Caminhão híbrido gasolina/eletricidade
Já existem diversos modelos de automóveis híbridos sendo vendidos em escala comercial. Agora estamos ingressando na era dos veículos de transporte de carga híbridos, o que significa a primeira etapa para atingir caminhões exclusivamente elétricos.

O NREL participou da avaliação da tecnologia híbrida em caminhões de entrega de encomendas operados pela FedEx Express, na cidade de Los Angeles, Califórnia. A FedEx Express tem uma grande frota comercial que opera mais de 30.000 veículos e, recentemente, incorporou veículos híbridos elétrico e diesel ou elétrico e gasolina. O objetivo da incorporação à sua frota foi atender a severa legislação ambiental da Califórnia, em especial no que concerne às emissões de gases de efeito estufa (GEE).

O NREL analisou os resultados relativos ao consumo de combustível, aos custos de manutenção e às emissões de GEE em operação real de campo, bem como os resultados dos testes de dinamômetro comparados com um caminhão similar movido a diesel. Uma foto do caminhão híbrido de teste é apresentada na Figura 1.

fedex.jpg
Figura 1. Veículo híbrido gasolina/eletricidade testado pelo NREL.

Os resultados mostraram que as emissões de gases no escapamento do veículo híbrido foram substancialmente mais baixas nas três repetições do teste, quando comparados com as emissões do veículo de referência a diesel. O veículo híbrido apresentou emissões 75-89% mais baixas de óxidos de nitrogênio (NOx), além de 99% menos particulados.

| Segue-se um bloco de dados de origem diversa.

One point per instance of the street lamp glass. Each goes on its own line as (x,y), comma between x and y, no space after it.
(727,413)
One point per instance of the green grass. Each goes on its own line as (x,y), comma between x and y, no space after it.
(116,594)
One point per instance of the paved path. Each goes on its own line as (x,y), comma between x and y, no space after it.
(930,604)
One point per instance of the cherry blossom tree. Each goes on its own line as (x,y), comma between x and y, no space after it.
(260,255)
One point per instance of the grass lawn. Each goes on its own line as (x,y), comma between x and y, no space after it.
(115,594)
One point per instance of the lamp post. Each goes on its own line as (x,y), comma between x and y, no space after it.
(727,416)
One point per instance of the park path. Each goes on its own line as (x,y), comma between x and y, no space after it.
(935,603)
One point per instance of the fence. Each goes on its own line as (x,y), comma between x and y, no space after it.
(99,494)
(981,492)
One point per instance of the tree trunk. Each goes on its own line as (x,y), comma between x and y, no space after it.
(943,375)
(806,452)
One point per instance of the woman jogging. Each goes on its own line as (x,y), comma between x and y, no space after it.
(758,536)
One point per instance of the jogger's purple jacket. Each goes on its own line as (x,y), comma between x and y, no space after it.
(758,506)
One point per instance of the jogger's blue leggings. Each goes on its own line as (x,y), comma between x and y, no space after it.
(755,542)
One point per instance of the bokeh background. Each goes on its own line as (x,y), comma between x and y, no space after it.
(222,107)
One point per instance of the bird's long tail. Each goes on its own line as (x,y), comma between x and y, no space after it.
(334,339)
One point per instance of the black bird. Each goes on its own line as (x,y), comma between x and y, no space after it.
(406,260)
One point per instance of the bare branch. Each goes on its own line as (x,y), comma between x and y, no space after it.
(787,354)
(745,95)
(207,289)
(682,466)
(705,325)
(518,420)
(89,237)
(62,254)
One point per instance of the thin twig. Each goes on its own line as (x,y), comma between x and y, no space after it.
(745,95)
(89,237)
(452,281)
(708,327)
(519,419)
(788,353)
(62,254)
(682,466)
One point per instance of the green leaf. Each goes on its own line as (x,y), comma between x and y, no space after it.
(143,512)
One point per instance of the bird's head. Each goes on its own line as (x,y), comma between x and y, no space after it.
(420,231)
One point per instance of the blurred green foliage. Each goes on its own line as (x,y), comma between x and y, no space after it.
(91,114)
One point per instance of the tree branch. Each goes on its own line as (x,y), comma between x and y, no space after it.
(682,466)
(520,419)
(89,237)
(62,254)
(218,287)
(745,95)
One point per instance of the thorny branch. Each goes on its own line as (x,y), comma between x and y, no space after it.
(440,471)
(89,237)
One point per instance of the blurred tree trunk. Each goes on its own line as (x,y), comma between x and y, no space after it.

O consumo de combustível, medido em laboratório, usando como parâmetro o consumo de energia em termos de diesel equivalente, foi semelhante entre o veículo híbrido (3,1 - 4,9 km/L) e dos veículos a diesel (2,6 - 5,0 km/L). Já no ciclo de condução mais intensa, cineticamente testados em laboratório, o híbrido apresentou uma economia de combustível 21% superior ao diesel.

Entretanto, não foram observadas diferenças no consumo de combustível (medido em diesel equivalente) em condições de estrada entre o veículo híbrido elétrico/diesel (3,2 km/L) e o diesel puro (3,4 km/L). O custo de manutenção também foi semelhante para os dois tipos de veículos, sendo de aproximadamente R$1,00/km rodado.

Os resultados do consumo de combustível são animadores, considerando que os motores a gasolina apresentam consumo de combustível mais alto que os motores diesel. Em conclusão, consumindo a mesma energia e com o mesmo custo de manutenção, os caminhões híbridos diminuem drasticamente as emissões de GEE, o que deve levar a Fed Express a promover a substituição progressiva de sua frota na Califórnia. Conforme o custo de aquisição se aproxime dos veículos convencionais, a substituição deve se estender a outros estados e influenciar a decisão de compra de outros transportadores. Considerando o ganho de escala, quando isto ocorrer, o mundo inteiro será impactado.

Décio Gazzoni é Engenheiro Agrônomo, pesquisador da Embrapa Soja.